Premier film d’une jeune réal suédoise. Ça commence comme Naissance des pieuvres de Céline Sciamma : la rencontre de deux adolescentes dans un club de sport exclusivement féminin (ici la voltige équestre), leurs relations de pouvoir et de séduction . Ça avance petit à petit vers un duel, une mise à mort. Le film est touchant et gris, un portrait, un pas en retrait, de la relation au monde d’une famille endeuillée. Lisa Aschan revendique le western, j’ai pas vraiment vu ça, mais j’ai bien aimé, comme j’aime les films qui explicitent peu, qui montrent et laissent gamberger. Les personnages sont passionnants, on ne voit que leur surface, délibérément lisse, maîtrisée. En-dessous ça bouillonne. Cette distance fait peur, parfois.

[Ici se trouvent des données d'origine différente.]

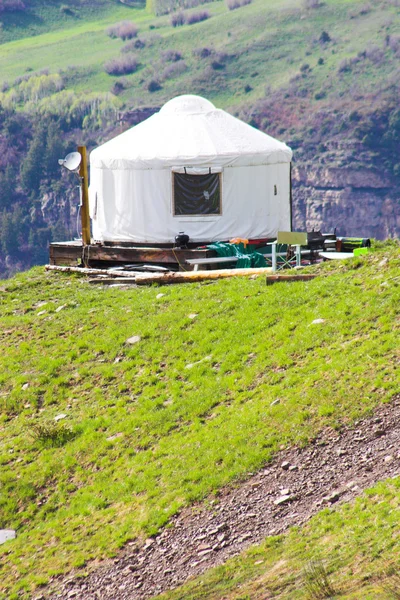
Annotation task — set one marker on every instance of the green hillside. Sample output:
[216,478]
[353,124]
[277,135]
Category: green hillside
[321,76]
[261,45]
[149,427]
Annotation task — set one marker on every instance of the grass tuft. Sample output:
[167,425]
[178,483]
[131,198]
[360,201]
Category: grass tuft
[317,581]
[52,435]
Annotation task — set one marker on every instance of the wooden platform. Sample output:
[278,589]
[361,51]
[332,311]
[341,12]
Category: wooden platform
[99,255]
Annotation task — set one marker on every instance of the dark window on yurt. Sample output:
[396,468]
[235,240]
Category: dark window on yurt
[197,194]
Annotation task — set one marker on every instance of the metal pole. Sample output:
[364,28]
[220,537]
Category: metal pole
[83,173]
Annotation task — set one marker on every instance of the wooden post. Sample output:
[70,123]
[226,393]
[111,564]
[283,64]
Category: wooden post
[85,197]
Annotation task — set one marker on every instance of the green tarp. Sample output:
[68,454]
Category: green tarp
[247,257]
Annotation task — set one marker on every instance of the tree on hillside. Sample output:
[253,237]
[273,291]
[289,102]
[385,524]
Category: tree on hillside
[55,149]
[7,187]
[32,167]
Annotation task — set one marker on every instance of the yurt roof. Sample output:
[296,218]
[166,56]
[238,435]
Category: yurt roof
[189,130]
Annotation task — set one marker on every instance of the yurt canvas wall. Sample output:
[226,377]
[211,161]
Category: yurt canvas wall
[191,168]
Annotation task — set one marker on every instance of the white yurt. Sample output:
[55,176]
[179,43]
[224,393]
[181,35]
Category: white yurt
[190,168]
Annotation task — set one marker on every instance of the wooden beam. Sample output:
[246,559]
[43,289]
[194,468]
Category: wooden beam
[146,255]
[193,276]
[91,272]
[271,279]
[85,197]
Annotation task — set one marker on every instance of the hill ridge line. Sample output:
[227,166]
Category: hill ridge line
[336,467]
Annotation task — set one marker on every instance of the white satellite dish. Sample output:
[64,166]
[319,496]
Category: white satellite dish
[71,162]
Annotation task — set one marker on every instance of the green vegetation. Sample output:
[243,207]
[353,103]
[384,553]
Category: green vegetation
[153,426]
[351,551]
[313,74]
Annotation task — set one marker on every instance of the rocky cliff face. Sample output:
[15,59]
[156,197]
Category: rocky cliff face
[328,192]
[359,202]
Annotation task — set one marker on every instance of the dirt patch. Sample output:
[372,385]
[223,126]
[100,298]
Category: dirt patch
[335,468]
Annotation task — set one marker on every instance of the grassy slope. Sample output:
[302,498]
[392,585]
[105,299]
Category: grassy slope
[182,432]
[266,42]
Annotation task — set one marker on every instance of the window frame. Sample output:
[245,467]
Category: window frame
[197,215]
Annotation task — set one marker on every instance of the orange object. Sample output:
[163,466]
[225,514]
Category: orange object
[239,241]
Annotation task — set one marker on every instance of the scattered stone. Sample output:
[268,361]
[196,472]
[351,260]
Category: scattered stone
[133,340]
[7,534]
[324,475]
[60,416]
[61,308]
[283,500]
[341,452]
[114,437]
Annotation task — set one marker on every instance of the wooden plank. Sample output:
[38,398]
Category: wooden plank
[211,261]
[193,276]
[91,272]
[65,255]
[145,255]
[271,279]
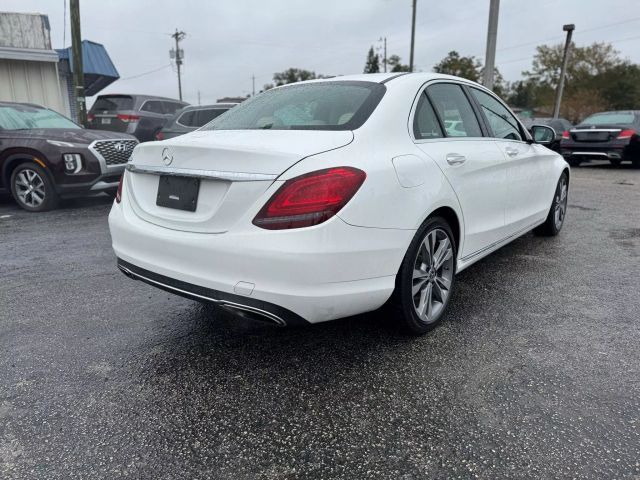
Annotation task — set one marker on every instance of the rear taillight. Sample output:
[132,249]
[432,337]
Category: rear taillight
[626,134]
[310,199]
[128,118]
[119,192]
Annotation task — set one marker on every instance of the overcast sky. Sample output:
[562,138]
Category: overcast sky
[228,41]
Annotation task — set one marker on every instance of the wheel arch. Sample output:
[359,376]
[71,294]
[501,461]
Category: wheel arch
[13,159]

« On voulait montrer que le sexe c’est le pouvoir, et que le pouvoir c’est aussi sexuel, et parler de tous les jeux de rôles et des jeux de pouvoirs qui peuvent exister. Pour moi, tout ça n’est pas limité à un âge ou à un endroit, cela fait partie de tous les rapports humains. »  – Lisa Aschan, sur Film de Culte

Lisa Aschan a réalisé en 2015 un deuxième long-métrage, Det vita folket (montré en festivals sous le titre White People), qui n’a pas été distribué chez nous. J’ai l’impression que c’est un film de SF carcéral & je vais essayer de le voir, en 2018 ou bien après.

 

L.

 

(trop n’est pas assez est le titre d’une formidable bédé de Ulli Lust paru en 2011 aux éditions çà & là)

On y pense

On y pense, mais ça n’empêche pas d’être en retard. Comme tout le monde je commence 2018 avec des livres en cours : le Dracula de Bram Stoker (Bram n’est pas une femme), l’armoire magique de C.S. Lewis (Clive est encore moins une femme), Toxoplasma de David Calvo (ha, quand même !), les nouvelles de Lord Peter de Dorothy Sayers (Lord Peter n’est pas une femme, mais ça n’a pas d’importance).

En visitant des musées, on a cherché avec les filles les tableaux peints par des femmes. Pas facile de les trouver. Bonjour Berthe Morisot – Orsay, Elisabeth Vigée Le Brun (Kunsthistoriches Museum Wien).

Une amie me reparle de la passion de son compagnon pour les romans de Jane Austen: à découvrir cette année.

Une discussion avec un amateur de polars m’oriente vers Dominique Manotti. « Tous les romans qu’elle écrit son très bien. Ha, c’est une femme ? Je note. »

Pour le cinéma, ça ne va pas être facile.